Posts Tagged ‘Woodland Jr/Sr High School’

h1

Another Teacher’s Story: Samantha Orchard

April 16, 2013

This is the 27th in a series of blog posts telling arts teacher’s stories. The first 19 were told last year by the phase I Maine Arts Assessment Initiative teacher leaders. The series continues with the stories from the phase II teacher leaders. These posts contain a set of questions to provide the opportunity for you to read educators stories and to learn from others.

IMG_2916Samantha Orchard is in her 4th year teaching Visual Art to students in grades 9-12 at Woodland Jr/Sr High School in Baileyville. She has 43 students spread out across General Art, Advanced Art, Photoshop, and Yearbook classes.

 What do you like best about being a music/art/drama/dance educator?

 The best thing about being a high school art teacher is to see teenagers solve problems or develop creative solutions on their own. Some students need a little prodding, but they are at least willing to be pushed in a more independent direction.

What do you believe are three keys to ANY successful visual and performing arts education?

  • Support for what is done in your classroom from other teachers, the    administration, and the parents of students
  • Buy-in on the part of the students – they have to feel that what they’re learning and creating is worthwhile
  • Time for planning, collaboration, and sharing ideas with other educators in your own district and around the state

How have you found assessment to be helpful to you in your classroom?

Assessment for me is a great tool to gauge how clearly criteria and goals for a particular project are communicated. My students for the most part have a thorough enough understanding of the relationship between the rubric and the criteria for a given assignment to accurately gauge their products and answer for themselves the persistent question of “Is it done yet?”

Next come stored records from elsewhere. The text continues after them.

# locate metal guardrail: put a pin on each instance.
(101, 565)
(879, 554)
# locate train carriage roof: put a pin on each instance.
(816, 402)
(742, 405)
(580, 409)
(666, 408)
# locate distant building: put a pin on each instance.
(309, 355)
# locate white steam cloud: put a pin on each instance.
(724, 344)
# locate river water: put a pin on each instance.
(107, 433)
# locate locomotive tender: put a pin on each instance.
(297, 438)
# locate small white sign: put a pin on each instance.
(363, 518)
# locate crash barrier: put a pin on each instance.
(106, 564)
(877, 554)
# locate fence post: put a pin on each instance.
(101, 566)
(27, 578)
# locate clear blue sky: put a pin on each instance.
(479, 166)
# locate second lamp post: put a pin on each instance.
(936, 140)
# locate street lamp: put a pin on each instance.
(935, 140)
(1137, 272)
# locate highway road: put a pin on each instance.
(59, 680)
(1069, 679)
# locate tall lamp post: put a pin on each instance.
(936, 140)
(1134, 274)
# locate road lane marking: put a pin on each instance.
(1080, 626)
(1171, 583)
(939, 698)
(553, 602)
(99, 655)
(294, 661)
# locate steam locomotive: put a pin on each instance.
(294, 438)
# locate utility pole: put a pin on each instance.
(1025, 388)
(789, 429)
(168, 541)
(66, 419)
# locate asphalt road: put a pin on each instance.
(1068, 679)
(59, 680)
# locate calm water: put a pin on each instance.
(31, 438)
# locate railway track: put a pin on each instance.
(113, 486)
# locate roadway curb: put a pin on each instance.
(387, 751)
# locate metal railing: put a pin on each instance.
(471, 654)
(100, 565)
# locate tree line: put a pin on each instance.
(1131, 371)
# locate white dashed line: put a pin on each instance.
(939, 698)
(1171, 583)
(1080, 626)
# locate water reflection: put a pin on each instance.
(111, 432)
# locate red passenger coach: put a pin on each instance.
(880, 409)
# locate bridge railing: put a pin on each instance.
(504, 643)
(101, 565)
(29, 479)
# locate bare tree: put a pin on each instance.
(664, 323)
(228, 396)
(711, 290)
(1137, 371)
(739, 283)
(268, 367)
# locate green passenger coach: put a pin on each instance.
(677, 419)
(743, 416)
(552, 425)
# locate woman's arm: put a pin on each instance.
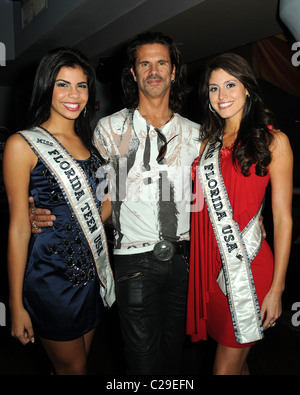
(281, 176)
(18, 161)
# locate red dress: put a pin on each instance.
(208, 311)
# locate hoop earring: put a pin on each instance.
(210, 107)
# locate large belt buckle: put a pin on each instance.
(164, 250)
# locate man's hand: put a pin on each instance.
(39, 217)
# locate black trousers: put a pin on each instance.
(151, 298)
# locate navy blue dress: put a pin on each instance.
(61, 285)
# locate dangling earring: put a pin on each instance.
(210, 107)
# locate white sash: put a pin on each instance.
(76, 190)
(235, 278)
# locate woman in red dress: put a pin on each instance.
(251, 153)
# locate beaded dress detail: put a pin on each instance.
(61, 286)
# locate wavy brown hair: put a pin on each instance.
(252, 145)
(179, 87)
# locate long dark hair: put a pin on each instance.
(41, 98)
(254, 135)
(179, 88)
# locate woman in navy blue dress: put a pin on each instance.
(58, 283)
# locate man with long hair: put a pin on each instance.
(150, 148)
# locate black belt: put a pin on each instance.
(164, 250)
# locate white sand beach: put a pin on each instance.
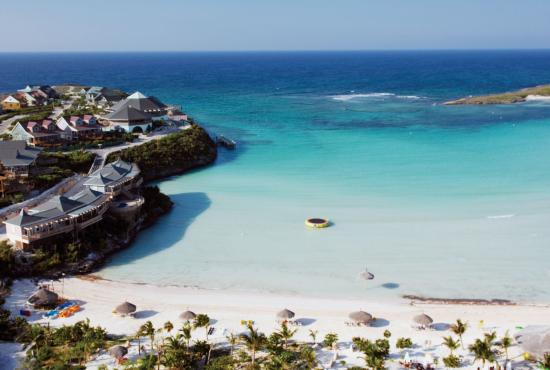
(226, 309)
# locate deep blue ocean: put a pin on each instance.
(450, 201)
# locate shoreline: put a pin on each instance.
(227, 310)
(404, 298)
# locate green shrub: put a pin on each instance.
(403, 343)
(330, 340)
(451, 361)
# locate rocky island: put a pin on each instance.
(519, 96)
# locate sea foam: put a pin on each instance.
(351, 96)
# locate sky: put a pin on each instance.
(250, 25)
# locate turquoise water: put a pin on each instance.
(436, 200)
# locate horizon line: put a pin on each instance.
(265, 50)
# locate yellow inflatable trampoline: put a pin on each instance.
(317, 223)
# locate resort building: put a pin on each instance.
(136, 113)
(115, 178)
(11, 104)
(129, 119)
(103, 96)
(111, 186)
(75, 127)
(41, 133)
(59, 215)
(16, 157)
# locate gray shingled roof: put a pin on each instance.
(128, 113)
(17, 153)
(140, 102)
(56, 207)
(111, 173)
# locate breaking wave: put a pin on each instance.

 What have been the benefits in becoming involved in the arts assessment initiative?

Being able to take in ideas and different ways of looking at assessment has been one of the main benefits of being involved with the MAAI for me. Having other teachers who work with the same content and the same grade level to bounce ideas off of has also been great.

What are you most proud of in your career?

Most recently I’m proud that I was able to engage the faculty at my school in a meaningful and serious discussion about arts assessment. I presented my workshop about rubrics at a staff meeting and was really pleased about the discussions that developed out of the presentation. I was also proud of how it really seemed to prove that art is just as rigorous as the core classes to the non-believers.

What gets in the way of being a better teacher or doing a better job as a teacher?

I just need more hours in a day. Or less time doing mundane things like sleeping, eating, driving, etc.

What have you accomplished through hard work and determination that might otherwise appear at first glance to be due to “luck” or circumstances?

I have developed a safe, productive, positive work environment in the art room and computer lab. It may sound trivial, but being able to turn your back on students to write on the board or to really focus one-on-one with a student as needed and not have to worry about what’s going on outside of your peripheral vision is no small thing. The expectation for behavior and materials handling has been set and is respected by students – I don’t even have to fret about what is happening to my classroom on days when I’m out!

Look into your crystal ball: what advice would you give to teachers?

Speak up and share what you do with other teachers! It can be a revelation for all parties involved.

If you were given a $500,000.00 to do with whatever you please, what would it be?

With $500,000 I would pay off my student loans, buy a better vehicle, go on vacation, and purchase DSLR cameras and graphic design software for the digital arts classes.

Imagine you are 94 years old. You’re looking back. Do you have any regrets?

I can’t imagine any great regrets.

Thank you Samantha for telling your story!